Ah, Andrés, le digo yo, mira ese pecho
descubierto sucio y esa cara de buenmozo todo descuidada, la cabeza con paja y
polvo. No, no, Andresito, por eso la gente se aparta, ¿tú quieres ahuyentar a
la gente en lugar de que te hable bonito, con lo guapo que eres? Andrés ha
adoptado un aire sereno, casi adormilado. Yo le abotono la sucia camisa celeste
y le digo para que se baje la basta remangada hasta la rodilla, especialmente
de una de las piernas, del renegrido pantalón azul. Así le conduzco al baño, le
digo que se lave la cara, pues le voy a invitar a tomar un buen desayuno en el
mercado o donde quiera. Él obedece, entra al baño y sale lavado pero remojado
el cuello de la camisa. Le alcanzo una toalla de mano para que se seque bien.

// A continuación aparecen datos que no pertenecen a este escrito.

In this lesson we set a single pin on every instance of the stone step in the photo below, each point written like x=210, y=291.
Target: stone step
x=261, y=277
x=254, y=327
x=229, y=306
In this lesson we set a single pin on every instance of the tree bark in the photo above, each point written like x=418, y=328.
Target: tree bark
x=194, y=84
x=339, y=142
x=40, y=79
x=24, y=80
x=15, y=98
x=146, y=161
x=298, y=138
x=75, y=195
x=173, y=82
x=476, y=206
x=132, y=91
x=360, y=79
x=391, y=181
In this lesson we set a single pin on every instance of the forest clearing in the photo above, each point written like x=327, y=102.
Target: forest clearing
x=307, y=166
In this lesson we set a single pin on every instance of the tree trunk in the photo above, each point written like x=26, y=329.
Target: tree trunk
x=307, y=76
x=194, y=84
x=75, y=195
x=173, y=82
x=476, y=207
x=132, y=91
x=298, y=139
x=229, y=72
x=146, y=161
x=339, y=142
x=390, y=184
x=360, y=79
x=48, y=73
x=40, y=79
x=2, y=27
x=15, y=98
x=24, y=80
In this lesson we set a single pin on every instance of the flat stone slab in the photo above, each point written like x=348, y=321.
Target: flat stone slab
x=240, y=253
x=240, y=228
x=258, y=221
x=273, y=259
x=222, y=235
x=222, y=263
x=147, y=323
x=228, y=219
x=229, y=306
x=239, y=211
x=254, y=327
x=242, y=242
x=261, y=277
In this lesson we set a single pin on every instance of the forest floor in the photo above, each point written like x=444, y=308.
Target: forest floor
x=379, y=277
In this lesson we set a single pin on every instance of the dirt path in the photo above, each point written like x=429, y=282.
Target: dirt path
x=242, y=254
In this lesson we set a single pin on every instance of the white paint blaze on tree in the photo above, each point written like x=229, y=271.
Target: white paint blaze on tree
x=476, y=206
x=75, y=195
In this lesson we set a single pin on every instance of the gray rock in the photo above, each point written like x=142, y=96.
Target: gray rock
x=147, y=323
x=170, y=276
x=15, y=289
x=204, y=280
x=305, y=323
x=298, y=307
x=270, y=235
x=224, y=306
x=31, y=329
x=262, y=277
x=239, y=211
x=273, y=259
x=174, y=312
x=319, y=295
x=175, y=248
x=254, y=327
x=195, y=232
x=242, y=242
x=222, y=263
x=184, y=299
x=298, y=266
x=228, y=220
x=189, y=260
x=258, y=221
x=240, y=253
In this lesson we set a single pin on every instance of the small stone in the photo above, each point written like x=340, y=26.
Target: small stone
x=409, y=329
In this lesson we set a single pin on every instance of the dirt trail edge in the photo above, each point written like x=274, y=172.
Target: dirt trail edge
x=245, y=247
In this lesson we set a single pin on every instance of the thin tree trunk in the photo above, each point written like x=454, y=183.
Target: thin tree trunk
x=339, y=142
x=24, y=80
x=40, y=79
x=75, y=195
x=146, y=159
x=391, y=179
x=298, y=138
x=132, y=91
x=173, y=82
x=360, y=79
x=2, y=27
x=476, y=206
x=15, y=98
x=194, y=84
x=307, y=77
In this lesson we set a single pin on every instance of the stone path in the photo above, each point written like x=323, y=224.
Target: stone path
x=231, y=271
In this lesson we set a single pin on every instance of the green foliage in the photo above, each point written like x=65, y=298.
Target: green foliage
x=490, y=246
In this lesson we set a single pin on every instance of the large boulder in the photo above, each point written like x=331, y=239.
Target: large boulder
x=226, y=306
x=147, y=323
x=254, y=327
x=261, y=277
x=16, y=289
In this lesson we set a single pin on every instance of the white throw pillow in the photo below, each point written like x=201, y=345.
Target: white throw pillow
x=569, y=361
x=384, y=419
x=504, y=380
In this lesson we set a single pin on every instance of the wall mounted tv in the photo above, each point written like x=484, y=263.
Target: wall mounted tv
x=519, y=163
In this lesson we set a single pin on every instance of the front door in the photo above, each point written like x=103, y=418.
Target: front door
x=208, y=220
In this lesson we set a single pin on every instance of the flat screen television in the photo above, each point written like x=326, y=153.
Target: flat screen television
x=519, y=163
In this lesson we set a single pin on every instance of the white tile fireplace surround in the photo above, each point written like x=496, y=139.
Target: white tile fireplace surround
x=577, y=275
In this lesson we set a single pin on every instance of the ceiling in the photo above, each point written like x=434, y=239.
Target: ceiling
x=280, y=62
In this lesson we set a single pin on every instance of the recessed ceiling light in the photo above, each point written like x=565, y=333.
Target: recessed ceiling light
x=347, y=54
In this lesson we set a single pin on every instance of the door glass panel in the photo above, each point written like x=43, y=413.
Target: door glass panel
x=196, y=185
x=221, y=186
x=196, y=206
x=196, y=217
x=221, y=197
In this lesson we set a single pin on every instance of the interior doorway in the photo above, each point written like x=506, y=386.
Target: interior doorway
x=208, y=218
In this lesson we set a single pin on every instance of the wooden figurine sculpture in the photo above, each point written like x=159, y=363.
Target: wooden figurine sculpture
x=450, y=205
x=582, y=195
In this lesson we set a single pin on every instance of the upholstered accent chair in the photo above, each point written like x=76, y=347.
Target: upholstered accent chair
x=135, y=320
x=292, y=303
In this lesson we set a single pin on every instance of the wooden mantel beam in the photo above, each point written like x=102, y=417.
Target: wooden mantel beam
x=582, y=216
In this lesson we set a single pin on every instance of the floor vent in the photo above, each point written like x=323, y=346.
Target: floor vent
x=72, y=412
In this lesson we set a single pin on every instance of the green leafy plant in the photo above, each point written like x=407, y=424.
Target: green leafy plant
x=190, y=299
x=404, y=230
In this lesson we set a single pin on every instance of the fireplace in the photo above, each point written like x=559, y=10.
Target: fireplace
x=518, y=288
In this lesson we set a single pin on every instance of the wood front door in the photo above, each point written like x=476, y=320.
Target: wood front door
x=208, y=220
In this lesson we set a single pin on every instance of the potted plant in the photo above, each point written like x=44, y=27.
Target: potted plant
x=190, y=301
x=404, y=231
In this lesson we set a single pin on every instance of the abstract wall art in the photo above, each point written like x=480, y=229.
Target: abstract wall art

Pienso cómo ayudar al muchacho, quizá lo lleve a un nosocomio, pero siempre
requerirá de un familiar que siga el caso. Vamos Andrés, le digo terminado el
aseo. Él obedece pero coge el mugriento palo, sólo ha olvidado la piedra. ¿No
dejas el palo?, le digo yo. No señorita, me contesta con firmeza. No insisto,
pero le digo que lo lleve en el brazo, menos ofensivamente, y él así lo
hace. Avanzamos a la salida y cuando ve
el tumulto en la puerta, se detiene y gruñe algo. Yo me acerco sola y digo al sargento que el muchacho va a salir
pacíficamente y, por favor -me dirijo a las madres-, despejen la salida, ya
acabó todo, el chico se irá conmigo. Doy indicaciones a un auxiliar para que
lleve la voz de que todo vuelva a la normalidad y los profesores reinicien las
clases, que ya estaré de retorno. Vuelvo donde Andrés y juntos atravesamos la portezuela y, ante la
sorpresa de todos, en efecto, me alejo de la escuela con mi amigo, a tomar un
desayuno en el mercado y a pedirle, muy persuasivamente, que, como amigo
mío, me ayude a llevar el orden y
tranquilidad en el colegio, que la próxima vez que me visite, ya sabe, lo haga
educadamente, toque la puerta despacio y pregunte por mí, que yo estaré siempre
dispuesta a charlar con él, que siempre será bien recibido. Ël, mientras devora el desayuno, asienta con la
cabeza entendiendo perfectamente lo que quiero de él en relación al colegio; no
hay que asustar a los chicos, le digo. Sí señorita, me dice, yo no quiero
meterme con los chicos. Y así ha sido efectivamente los subsiguientes días,
cuando ha vuelto al colegio. Toca la puerta, sólo pregunta por mí. Ya lo
conocen. Algunos niños de los primeros grados corren a la dirección, cuando
ocasionalmente ven que Andrés llama por
mí, y me dicen agitados, señorita directora “su hijo” lo está buscando. Yo
sonrío. Ya, les respondo yo, voy por “mi hijo”.